Voir les dossiers thématiques sur le moi et sur l’orgueil.
Sur le problème général de l’amour de soi et de la gloire, voir Stiker-Métral Charles-Olivier, Narcisse contrarié. L’amour propre dans le discours moral en France (1650-1715), p. 148 sq.
Nadal Octave, Le sentiment de l’amour dans l’œuvre de Pierre Corneille, 1948. Sens du mot gloire : p. 299 sq. La notion de gloire : p. 307 sq.
Bénichou Paul, Morales du grand siècle, 1948, surtout p. 82 sq., sur la gloire dans le théâtre de Corneille. Pour la réduction de la gloire à l’amour propre dans le mouvement janséniste, voir p. 161 sq. La vanité de la gloire : p. 174 sq.
Les bêtes ne s’admirent point. Un cheval n’admire point son compagnon.
Les bêtes ne s’admirent point : faut-il entendre que les bêtes ne s’admirent pas elles-mêmes, ou qu’elles ne s’admirent pas les unes les autres ? La seconde phrase paraît accréditer la seconde interprétation. La première a pourtant l’intérêt de souligner que les bêtes ne sont pas sujettes à l’amour propre, contrairement à l’homme.
Voir le dossier thématique sur l’âme des bêtes.
Pourquoi Pascal prend-il l’exemple du cheval plutôt que d’une autre bête ? Il prend le contrepied d’une opinion courante, mentionnée par les zoologues de la Renaissance, sur la fierté et l’orgueil des chevaux. L’Encyclopédie des symboles, art. Cheval, Librairie générale française, 1989, p. 130, note (malheureusement sans référence) que les Pères de l’Église attribuaient au cheval le défaut de l’orgueil. Il est d’autre part considéré comme un animal noble et intelligent. En revanche, on trouve une indication concordante chez les zoologues de la Renaissance.
Aldrovandi Ulysse, De quadrupedibus solipedibus volumen integrum, Francfort, Tamburinus, 1623, « Magnanimitas et victoriae cupiditas », p. 55, mentionne la Magnanimitas et victoriae cupiditas du cheval. « Caeterum etsi propriis onamentis superbiat equus, accrescit tamen augeturque mirum in modum superbia, animique elati vigor, si aliena accesserint, eoque magis superbire videtur quo venustiora ac pretiosora fuerint ornamenta ».

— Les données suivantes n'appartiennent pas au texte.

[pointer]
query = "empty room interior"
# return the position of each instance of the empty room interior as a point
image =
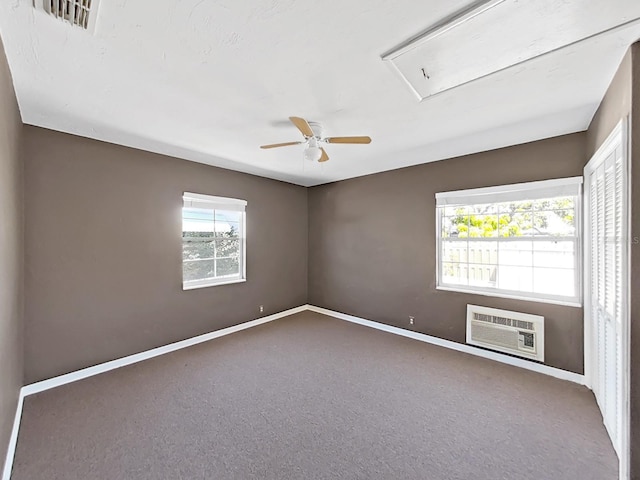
(287, 239)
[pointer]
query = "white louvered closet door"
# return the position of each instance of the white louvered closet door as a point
(606, 290)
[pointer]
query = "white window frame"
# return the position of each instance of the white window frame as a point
(210, 202)
(516, 192)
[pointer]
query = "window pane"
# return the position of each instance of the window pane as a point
(557, 203)
(483, 209)
(519, 279)
(557, 223)
(194, 247)
(554, 281)
(227, 229)
(228, 248)
(228, 267)
(516, 253)
(554, 254)
(198, 270)
(502, 246)
(454, 211)
(454, 251)
(197, 220)
(482, 275)
(455, 273)
(228, 216)
(483, 252)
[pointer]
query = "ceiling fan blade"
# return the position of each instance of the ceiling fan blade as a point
(276, 145)
(302, 125)
(348, 140)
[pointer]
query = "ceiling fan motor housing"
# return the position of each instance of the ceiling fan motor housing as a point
(318, 130)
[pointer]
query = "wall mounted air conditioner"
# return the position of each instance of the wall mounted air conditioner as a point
(516, 333)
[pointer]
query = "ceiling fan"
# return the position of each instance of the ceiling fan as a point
(313, 136)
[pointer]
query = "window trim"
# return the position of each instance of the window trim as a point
(501, 193)
(210, 202)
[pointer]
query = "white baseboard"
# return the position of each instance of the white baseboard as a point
(13, 440)
(139, 357)
(460, 347)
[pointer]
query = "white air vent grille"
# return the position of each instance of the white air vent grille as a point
(77, 12)
(509, 332)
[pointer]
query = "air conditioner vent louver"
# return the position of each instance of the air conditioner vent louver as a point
(509, 322)
(80, 13)
(509, 332)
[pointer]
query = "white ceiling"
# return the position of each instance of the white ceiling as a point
(211, 80)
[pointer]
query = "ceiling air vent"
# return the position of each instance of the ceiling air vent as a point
(80, 13)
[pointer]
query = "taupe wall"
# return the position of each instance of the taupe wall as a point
(103, 259)
(372, 244)
(623, 99)
(615, 105)
(11, 255)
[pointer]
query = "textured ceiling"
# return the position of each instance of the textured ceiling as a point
(211, 80)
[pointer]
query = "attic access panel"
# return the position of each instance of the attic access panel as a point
(492, 35)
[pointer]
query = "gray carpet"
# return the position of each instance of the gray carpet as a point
(311, 397)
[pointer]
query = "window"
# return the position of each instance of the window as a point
(213, 240)
(518, 241)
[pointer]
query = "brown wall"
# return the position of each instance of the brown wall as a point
(615, 105)
(372, 244)
(11, 255)
(623, 99)
(103, 265)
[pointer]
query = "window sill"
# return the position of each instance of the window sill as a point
(565, 303)
(213, 284)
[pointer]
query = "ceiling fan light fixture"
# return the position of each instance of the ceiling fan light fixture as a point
(313, 154)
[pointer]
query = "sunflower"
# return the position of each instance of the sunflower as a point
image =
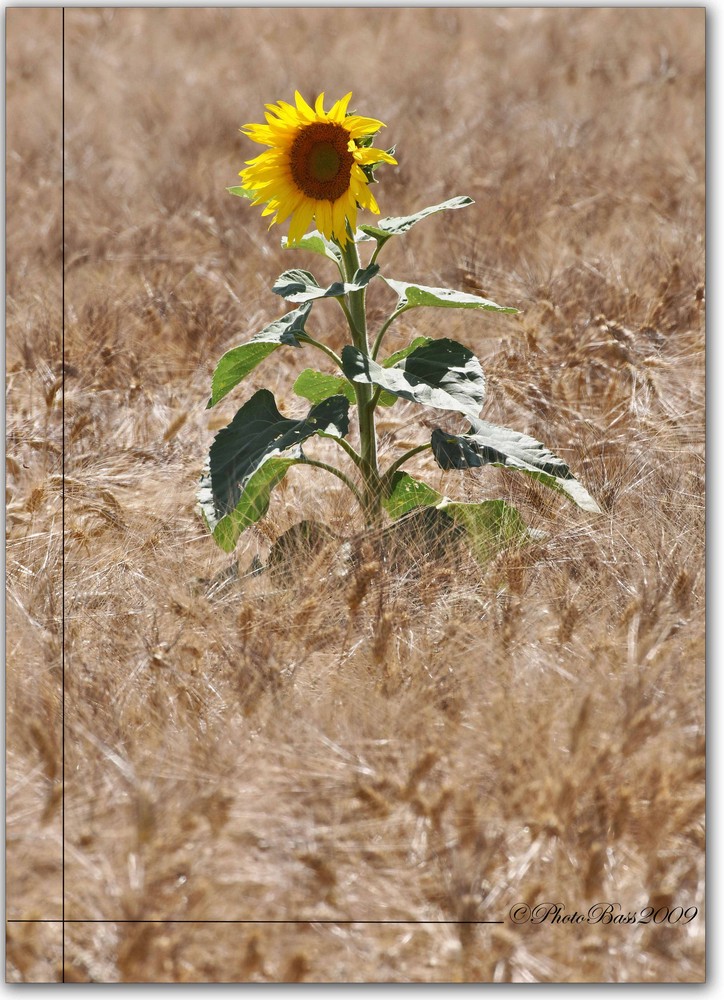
(314, 168)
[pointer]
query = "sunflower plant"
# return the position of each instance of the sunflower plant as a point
(317, 170)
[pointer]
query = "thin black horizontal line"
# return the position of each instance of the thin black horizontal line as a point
(306, 920)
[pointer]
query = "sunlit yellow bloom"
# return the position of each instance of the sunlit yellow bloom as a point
(313, 168)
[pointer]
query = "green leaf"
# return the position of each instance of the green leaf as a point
(397, 225)
(411, 295)
(252, 454)
(317, 386)
(399, 355)
(490, 525)
(241, 192)
(236, 364)
(405, 494)
(302, 286)
(442, 374)
(488, 444)
(317, 243)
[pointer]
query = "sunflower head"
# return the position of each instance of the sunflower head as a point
(317, 167)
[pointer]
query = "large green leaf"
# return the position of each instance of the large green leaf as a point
(397, 225)
(405, 494)
(236, 364)
(301, 286)
(317, 243)
(399, 355)
(316, 386)
(411, 295)
(488, 444)
(441, 373)
(250, 456)
(490, 525)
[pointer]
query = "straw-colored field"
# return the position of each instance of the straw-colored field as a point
(389, 749)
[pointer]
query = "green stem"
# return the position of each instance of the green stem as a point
(356, 458)
(340, 475)
(385, 326)
(402, 459)
(368, 437)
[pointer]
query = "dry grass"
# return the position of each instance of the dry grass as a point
(407, 743)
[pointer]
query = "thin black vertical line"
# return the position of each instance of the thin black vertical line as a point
(62, 491)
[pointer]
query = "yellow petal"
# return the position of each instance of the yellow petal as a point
(339, 108)
(303, 108)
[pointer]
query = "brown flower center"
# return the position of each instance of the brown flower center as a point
(320, 162)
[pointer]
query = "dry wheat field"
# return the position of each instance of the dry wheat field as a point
(359, 760)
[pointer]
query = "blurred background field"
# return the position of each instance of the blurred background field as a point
(422, 741)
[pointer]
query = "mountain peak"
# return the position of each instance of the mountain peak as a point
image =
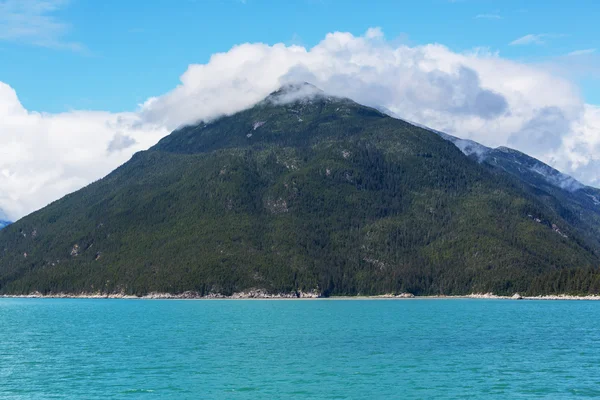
(295, 91)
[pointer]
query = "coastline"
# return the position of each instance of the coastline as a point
(261, 295)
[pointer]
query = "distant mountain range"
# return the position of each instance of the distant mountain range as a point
(306, 192)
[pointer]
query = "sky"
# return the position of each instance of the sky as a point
(84, 84)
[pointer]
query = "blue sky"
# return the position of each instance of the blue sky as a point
(112, 54)
(85, 84)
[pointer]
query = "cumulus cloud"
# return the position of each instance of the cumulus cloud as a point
(45, 156)
(476, 95)
(120, 142)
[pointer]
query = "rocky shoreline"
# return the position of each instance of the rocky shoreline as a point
(264, 295)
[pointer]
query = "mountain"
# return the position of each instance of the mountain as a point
(308, 192)
(576, 202)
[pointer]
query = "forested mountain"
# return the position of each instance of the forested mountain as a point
(302, 193)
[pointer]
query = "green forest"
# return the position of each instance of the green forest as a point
(318, 194)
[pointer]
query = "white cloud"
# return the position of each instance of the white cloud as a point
(45, 156)
(583, 52)
(33, 22)
(476, 95)
(488, 16)
(539, 38)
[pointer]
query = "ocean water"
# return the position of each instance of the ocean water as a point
(323, 349)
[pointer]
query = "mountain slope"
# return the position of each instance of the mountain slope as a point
(577, 203)
(299, 194)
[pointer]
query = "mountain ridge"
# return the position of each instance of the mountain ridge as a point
(317, 194)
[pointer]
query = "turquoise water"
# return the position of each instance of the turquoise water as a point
(405, 349)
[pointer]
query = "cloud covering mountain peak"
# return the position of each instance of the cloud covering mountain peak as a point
(475, 95)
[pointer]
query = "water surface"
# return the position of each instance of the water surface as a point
(342, 349)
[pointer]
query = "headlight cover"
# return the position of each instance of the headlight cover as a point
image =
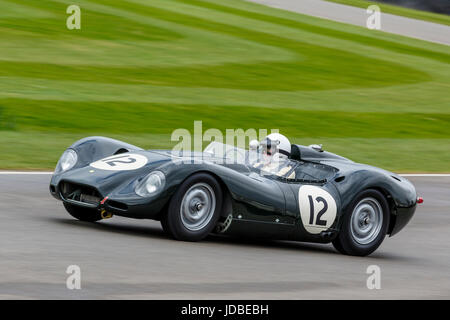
(151, 184)
(67, 161)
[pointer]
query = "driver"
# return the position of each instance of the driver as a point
(275, 152)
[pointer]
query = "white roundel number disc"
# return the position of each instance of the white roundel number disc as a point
(317, 208)
(121, 162)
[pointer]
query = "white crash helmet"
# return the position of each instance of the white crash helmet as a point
(277, 143)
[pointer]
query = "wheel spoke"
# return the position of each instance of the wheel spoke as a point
(366, 221)
(198, 206)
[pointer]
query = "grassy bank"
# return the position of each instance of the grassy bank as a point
(139, 69)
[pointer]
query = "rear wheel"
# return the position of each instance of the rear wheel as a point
(194, 209)
(83, 214)
(365, 224)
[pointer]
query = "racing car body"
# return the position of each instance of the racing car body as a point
(322, 197)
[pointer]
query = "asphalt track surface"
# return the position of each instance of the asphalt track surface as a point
(352, 15)
(133, 259)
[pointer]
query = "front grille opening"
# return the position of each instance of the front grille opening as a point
(80, 193)
(117, 205)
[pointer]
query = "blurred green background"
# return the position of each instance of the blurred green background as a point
(139, 69)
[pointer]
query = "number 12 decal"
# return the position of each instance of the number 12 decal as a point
(317, 208)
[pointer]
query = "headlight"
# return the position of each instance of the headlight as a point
(151, 184)
(67, 161)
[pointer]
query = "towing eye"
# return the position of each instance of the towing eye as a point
(103, 213)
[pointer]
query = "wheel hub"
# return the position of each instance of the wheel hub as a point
(198, 206)
(366, 221)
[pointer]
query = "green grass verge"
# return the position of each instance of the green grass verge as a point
(139, 69)
(399, 11)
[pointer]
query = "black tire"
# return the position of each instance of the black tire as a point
(83, 214)
(347, 241)
(174, 222)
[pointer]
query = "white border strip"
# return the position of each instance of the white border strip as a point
(17, 173)
(426, 175)
(48, 173)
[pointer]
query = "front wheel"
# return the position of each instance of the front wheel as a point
(365, 224)
(83, 214)
(194, 208)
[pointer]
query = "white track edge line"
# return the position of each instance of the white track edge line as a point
(49, 173)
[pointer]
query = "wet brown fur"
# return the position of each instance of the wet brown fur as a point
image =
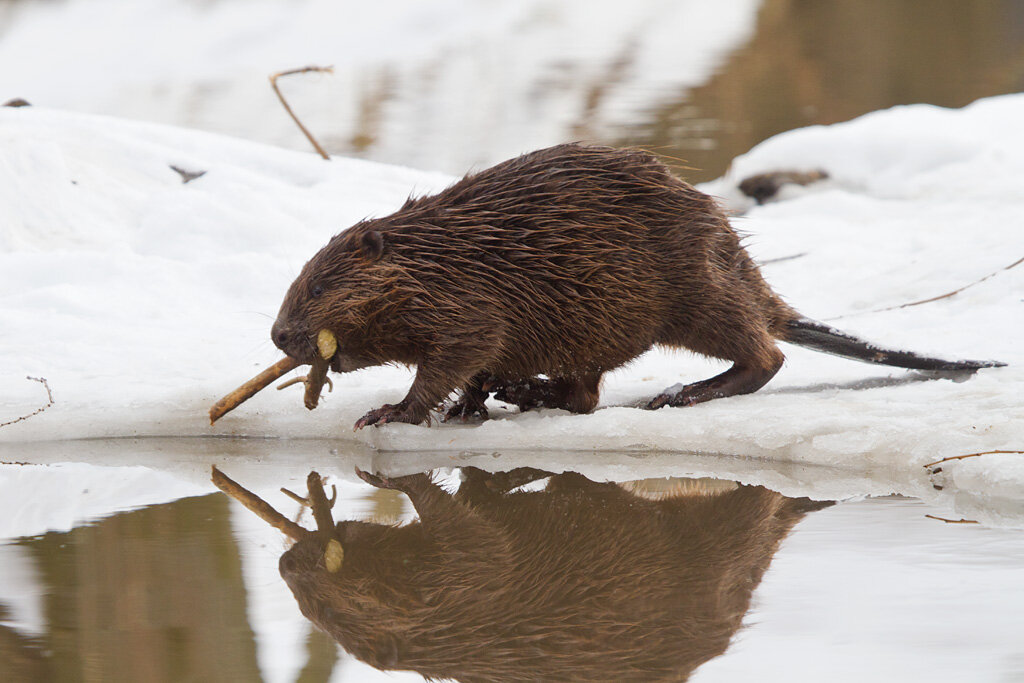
(582, 581)
(568, 262)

Gessner Conrad, Historiae animalium, De Equo, Tiguri, 1551, p. 573. « Equi nobiles et cursu validi, quia publicis certaminibus et spectaculis vel singuli cursu certabant, vel bigis, aut quadrigis juncti, propositis quidem praemiis, Graeci dicuntur ».
Sur la condition équine à l’époque de Pascal, voir l’article Cheval du Dictionnaire du Grand Siècle de F. Bluche.
Raisons des effets 8 (Laf. 89, Sel. 123). Raison des effets. Cela est admirable : on ne veut pas que j’honore un homme vêtu de brocatelle et suivi de sept ou huit laquais. Et quoi ! il me fera donner les étrivières si je ne le salue. Cet habit c’est une force. C’est bien de même qu’un cheval bien enharnaché à l’égard d’un autre. Montaigne est plaisant de ne pas voir quelle différence il y a et d’admirer qu’on y en trouve et d’en demander la raison. De vrai, dit-il, d’où vient, etc.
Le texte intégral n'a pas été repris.